# FTP Zugriff über INET auf lokale ICY BOX



## PhoenixDH (25. April 2009)

Folgendes Problem:
Ich versuche über das Internet auf meine lokale ICY BOX zuzugreifen, was leider nicht funktioniert.

Komponenten:
DynDNS Account
Filezilla
ICY BOX NAS 901
Netgear WGR 614 v4 Router

Konfiguration:
ICY BOX:
FTP auf Port 21 aktiviert, benutzer mit PW angelegt und alle Shares hinzugefügt.

Router:
Port 20 und 21 werden an 192.168.XXX.251 weitergeleitet, was die Box ist.

DynDNS:
liefert die aktuelle IP.

Wenn ich den Zugriff innerhalb des LAN teste, dann geht das alles, aber sobald ich die DynDNS Adresse verwende tut sich gar nichts.

Kann mir wer weiterhelfen oder kennt das Problem?

Wäre euch dankbar.


----------



## zeroize (27. April 2009)

Ich würde die Fehlersuche folgendermaßen beginnen:

1. Komme ich mit der privaten IP-Adresse auf die IcyBox? Kann ich über die öffentliche IP-Adresse auf die IcyBox kommen? Wenn nicht, ist auf jeden Fall der Router falsch konfiguriert!

2. Welche öffentliche IP-Adresse habe ich? Macht DynDNS auch wirklich die richtig Auflösung des Namens?


----------



## PhoenixDH (27. April 2009)

Das Funktioniert alles!
DynDNS geht, ich komme auf all meine anderen Internen Sachen, wie Weboberfläche der DBOX, Router, ...

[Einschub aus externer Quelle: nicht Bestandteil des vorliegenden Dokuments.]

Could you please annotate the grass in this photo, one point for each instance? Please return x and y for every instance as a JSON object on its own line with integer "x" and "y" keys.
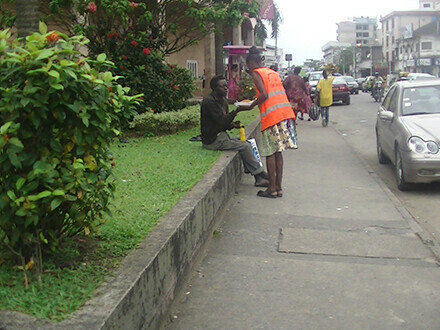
{"x": 152, "y": 175}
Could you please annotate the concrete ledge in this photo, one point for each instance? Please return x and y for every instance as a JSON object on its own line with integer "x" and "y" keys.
{"x": 140, "y": 293}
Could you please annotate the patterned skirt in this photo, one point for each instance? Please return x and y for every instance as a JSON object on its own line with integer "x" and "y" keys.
{"x": 278, "y": 138}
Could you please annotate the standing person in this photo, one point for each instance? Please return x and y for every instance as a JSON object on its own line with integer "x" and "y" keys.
{"x": 324, "y": 96}
{"x": 297, "y": 93}
{"x": 233, "y": 88}
{"x": 215, "y": 119}
{"x": 277, "y": 121}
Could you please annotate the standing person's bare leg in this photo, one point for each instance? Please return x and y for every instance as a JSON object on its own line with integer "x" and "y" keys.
{"x": 271, "y": 172}
{"x": 279, "y": 164}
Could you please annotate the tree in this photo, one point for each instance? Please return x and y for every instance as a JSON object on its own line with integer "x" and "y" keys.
{"x": 27, "y": 17}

Mit der Internen IP und dem Username und PW komme ich auch auf den FTP.


----------



## zeroize (28. April 2009)

Naja und kommst du mit der externen IP drauf? Wenn nicht, stimmt vielleicht die Portweiterleitung nicht - vielleicht braucht deine Box noch mehr offene Ports.


----------



## PhoenixDH (29. April 2009)

Ob ich die externe IP oder den DynDNS Namen verwende spielt ja keine Rolle wenn DynDNS funktioniert, aber geht beides net.

Aber was mir aufgefallen ist, wenn ich den Port 80 an die Box weiterleite komme ich auch net auf die Konfigurationsoberfläche. Hinweis in der Konfigurationsoberfläche für FTP ist Port 20 + 21.

Welche Ports da noch von nöten sein sollten weiß ich halt nicht, aber ich kann mir keinen zusätzlichen vorstellen.

Aber das komische ist das ich da nirgends drauf komme, weder über FTP an die Daten noch auf die Config über extern.


----------